Support Questions
Find answers, ask questions, and share your expertise

Re: Metron - Error enriching squid data in Storm

@Aaron Harris

First check HBase in Ambari to make sure it is green. The threat intelligence enrichments are using hbase.

Another thing to check is the squid log that is sent to kafka. One of the things I found with squid is that if you aren't constantly sending http requests to squid the logs roll over and there are no messages in the latest log. In a production system where squid is routing user http request the log won't be empty. I think you may be running into this problem:

Check the messages going to the squid topic. It looks like they might be missing some information such as the source and dest ips. An easy way to fix this is to do the squid requests again and populate the most recent log.

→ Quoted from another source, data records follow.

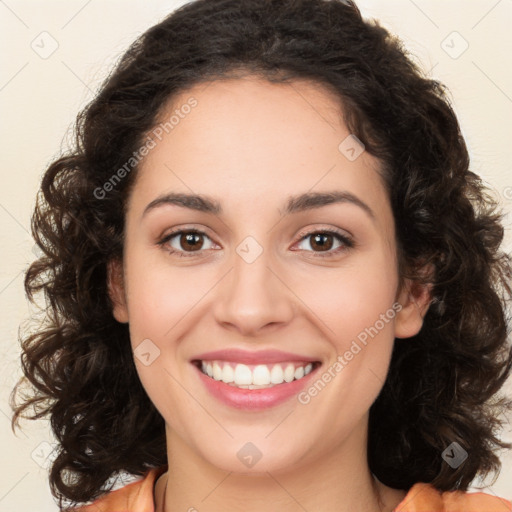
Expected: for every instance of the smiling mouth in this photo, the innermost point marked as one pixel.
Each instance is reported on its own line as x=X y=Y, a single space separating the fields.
x=258 y=376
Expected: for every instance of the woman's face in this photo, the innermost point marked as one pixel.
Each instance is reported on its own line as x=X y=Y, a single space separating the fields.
x=290 y=283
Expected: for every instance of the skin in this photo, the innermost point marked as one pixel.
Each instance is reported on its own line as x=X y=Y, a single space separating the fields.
x=250 y=144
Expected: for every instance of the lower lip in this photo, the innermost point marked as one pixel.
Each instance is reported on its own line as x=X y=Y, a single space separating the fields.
x=254 y=399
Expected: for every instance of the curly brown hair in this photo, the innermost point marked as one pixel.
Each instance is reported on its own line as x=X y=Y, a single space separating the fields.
x=442 y=385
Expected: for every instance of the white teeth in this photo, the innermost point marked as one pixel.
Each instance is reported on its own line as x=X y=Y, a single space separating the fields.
x=228 y=374
x=260 y=376
x=217 y=371
x=289 y=373
x=299 y=372
x=243 y=374
x=276 y=375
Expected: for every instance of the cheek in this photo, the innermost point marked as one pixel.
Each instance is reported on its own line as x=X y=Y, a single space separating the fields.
x=350 y=299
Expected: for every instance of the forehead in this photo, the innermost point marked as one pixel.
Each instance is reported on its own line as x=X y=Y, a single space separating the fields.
x=248 y=139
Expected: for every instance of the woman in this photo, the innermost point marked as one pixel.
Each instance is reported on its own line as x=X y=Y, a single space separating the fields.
x=273 y=281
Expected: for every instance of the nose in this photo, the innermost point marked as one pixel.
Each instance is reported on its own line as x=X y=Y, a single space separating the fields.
x=254 y=297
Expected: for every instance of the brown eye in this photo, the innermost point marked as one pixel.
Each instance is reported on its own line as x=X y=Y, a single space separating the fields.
x=321 y=241
x=190 y=241
x=185 y=242
x=329 y=242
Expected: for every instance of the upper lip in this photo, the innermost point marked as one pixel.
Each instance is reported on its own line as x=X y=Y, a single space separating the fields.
x=257 y=357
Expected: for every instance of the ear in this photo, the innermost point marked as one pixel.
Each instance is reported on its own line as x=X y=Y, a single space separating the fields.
x=415 y=299
x=116 y=290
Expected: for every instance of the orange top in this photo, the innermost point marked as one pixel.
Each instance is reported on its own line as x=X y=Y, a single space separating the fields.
x=421 y=497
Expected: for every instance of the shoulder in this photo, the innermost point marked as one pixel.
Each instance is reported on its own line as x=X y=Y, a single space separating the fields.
x=134 y=497
x=423 y=497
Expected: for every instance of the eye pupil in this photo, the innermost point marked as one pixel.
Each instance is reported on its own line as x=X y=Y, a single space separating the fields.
x=189 y=241
x=317 y=240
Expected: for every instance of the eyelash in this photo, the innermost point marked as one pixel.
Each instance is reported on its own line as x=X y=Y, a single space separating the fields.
x=347 y=242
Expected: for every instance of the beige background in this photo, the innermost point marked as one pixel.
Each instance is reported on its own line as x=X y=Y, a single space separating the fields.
x=40 y=95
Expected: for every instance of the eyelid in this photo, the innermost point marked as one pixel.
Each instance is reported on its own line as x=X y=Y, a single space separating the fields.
x=346 y=239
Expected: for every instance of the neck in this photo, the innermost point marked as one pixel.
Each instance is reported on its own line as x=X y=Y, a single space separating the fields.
x=341 y=481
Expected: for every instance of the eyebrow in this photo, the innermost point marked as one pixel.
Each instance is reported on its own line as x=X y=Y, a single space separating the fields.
x=294 y=204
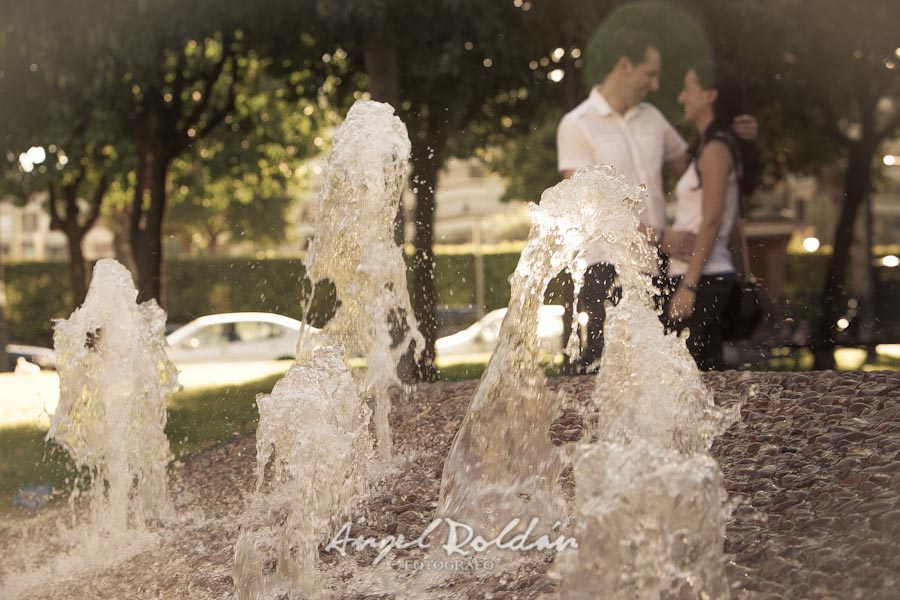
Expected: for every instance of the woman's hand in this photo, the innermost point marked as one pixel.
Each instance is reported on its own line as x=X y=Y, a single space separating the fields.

The squid messages should look something like this:

[vagrant@node1 ~]$ /usr/hdp/2.4.2.0-258/kafka/bin/kafka-console-consumer.sh --zookeeper localhost:2181 --topic squid --from-beginning

{metadata.broker.list=node1:6667, request.timeout.ms=30000, client.id=console-consumer-31722, security.protocol=PLAINTEXT}

1476285641.838 1439 127.0.0.1 TCP_MISS/200 457194 GET http://www.aliexpress.com/af/shoes.html? - DIRECT/104.81.164.40 text/html

1476285642.545 704 127.0.0.1 TCP_MISS/200 40385 GET http://www.help.1and1.co.uk/domains-c40986/transfer-domains-c79878 - DIRECT/212.227.34.3 text/html

1476285644.617 2068 127.0.0.1 TCP_MISS/200 177264 GET http://www.pravda.ru/science/ - DIRECT/185.103.135.90 text/html

Then check the squid messages going to the enrichments topic. They should look something like this:

[vagrant@node1 ~]$ /usr/hdp/2.4.2.0-258/kafka/bin/kafka-console-consumer.sh --zookeeper localhost:2181 --topic enrichments --from-beginning | grep squid

{"full_hostname":"www.aliexpress.com","code":200,"method":"GET","url":"http:\/\/www.aliexpress.com\/af\/shoes.html?","source.type":"squid","elapsed":1439,"ip_dst_addr":"104.81.164.40","original_string":"1476285641.838 1439 127.0.0.1 TCP_MISS\/200 457194 GET http:\/\/www.aliexpress.com\/af\/shoes.html? - DIRECT\/104.81.164.40 text\/html","bytes":457194,"domain_without_subdomains":"aliexpress.com","action":"TCP_MISS","ip_src_addr":"127.0.0.1","timestamp":1476285641838}

{"full_hostname":"www.help.1and1.co.uk","code":200,"method":"GET","url":"http:\/\/www.help.1and1.co.uk\/domains-c40986\/transfer-domains-c79878","source.type":"squid","elapsed":704,"ip_dst_addr":"212.227.34.3","original_string":"1476285642.545 704 127.0.0.1 TCP_MISS\/200 40385 GET http:\/\/www.help.1and1.co.uk\/domains-c40986\/transfer-domains-c79878 - DIRECT\/212.227.34.3 text\/html","bytes":40385,"domain_without_subdomains":"1and1.co.uk","action":"TCP_MISS","ip_src_addr":"127.0.0.1","timestamp":1476285642545}

Re: Metron - Error enriching squid data in Storm

Contributor

@cduby

Thanks for all your help along the way I think I am finally up and running now.

Found the issue with the enrichments, it was that the squid logs I had generated were missing the destination IP address, once I regenerated these, cleared the kafka queues and restarted the topologies the data started flowing through into elastic index.

Then to get around the timestamp issue I had to curl in a template to elastic to create a template for the squid data with the timestamp field specified as a date as below;

curl -XPUT http://node1:9200/_template/squid -d '{"template":"squid*","mappings": {"squid*": {"properties": {"timestamp": { "type": "date" }}}}}'

Re: Metron - Error enriching squid data in Storm

@Aaron Harris Glad you are up and running!